14. The apparatus according to claim 10, wherein the updating comprises:

calculating a first bias value indicating a degree of bias of all expert weights for all layers of the mixture-of-experts language model and a first uniformity value indicating the degree of uniformity therefor based on the expert weights and the first and second ratios;

calculating a second bias value indicating a second degree of bias of specific expert weights for a specific layer of the mixture-of-experts language model and a second uniformity value indicating a degree of uniformity therefor based on the expert weights and the first and second ratios; and

determining the selected number of expert networks to be activated for a specific router of the specific layer by comparing the first bias value and the first uniformity value with the second bias value and the second uniformity value.

15. The apparatus according to claim 14, wherein the determining comprises:

determining the selected number of expert networks to be activated for the specific router by combining comparison results between the first bias value and the second bias value and comparison results between the first uniformity value and the second uniformity value.

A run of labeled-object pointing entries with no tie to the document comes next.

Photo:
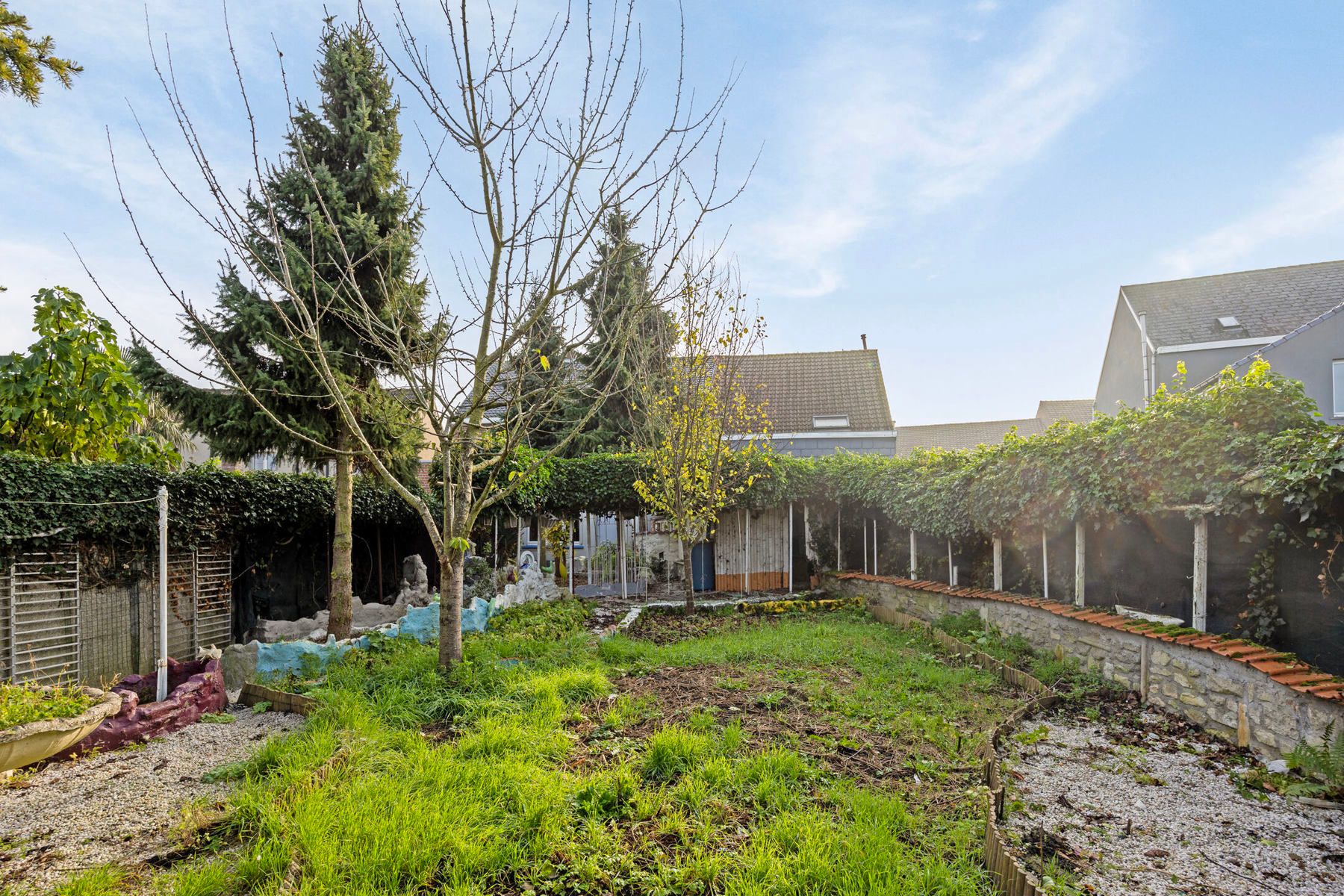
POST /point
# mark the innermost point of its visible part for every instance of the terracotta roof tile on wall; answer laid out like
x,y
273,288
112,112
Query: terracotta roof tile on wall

16. The apparatus according to claim 15, wherein the determining comprises:

dynamically changing the selected number of expert networks to be activated for the specific router responsive to the first bias value being smaller than the second bias value and to the first uniformity value being larger than the second uniformity value by considering the expert weight for each token.

17. A computer-readable storage medium storing instructions configured to cause, when executed by a processor, an apparatus which comprises the processor configures the processor to perform specific operations the operations comprising:

collecting update setting values for a mixture-of-experts language model;

executing inference using the mixture-of-experts language model and collecting expert weights generated by a router of a layer of the mixture-of-experts language model to select an expert network to distribute tokens from among a plurality of expert networks; and

updating a selected number of expert networks to be activated for the router of the layer, based on the expert weights and the update setting values.

18. The computer-readable storage medium according to claim 17, wherein the collecting of the setting values comprises:

collecting a first ratio of a first router, the first router having a first selected number is set to a first value and a second ratio of a second router, the second router having a selected number set to a second value, from among all routers included in the mixture-of-experts language model; and

updating conditions for the selected number.

19. The computer-readable storage medium according to claim 18, wherein the updating comprises:

updating the selected number configured in the router of the layer, responsive to the updated conditions being satisfied, based on the collected expert weights, the first ratio, and the second ratio.

20. The computer-readable storage medium according to claim 17, wherein the expert weights are values calculated based on a degree of association between the tokens and the plurality of expert networks, the expert weights comprising a plurality of weight elements corresponding to the plurality of expert networks,

wherein each of the weight elements include a value between 0 and 1, and

wherein a sum of the plurality of weight elements corresponding to the plurality of expert networks is 1.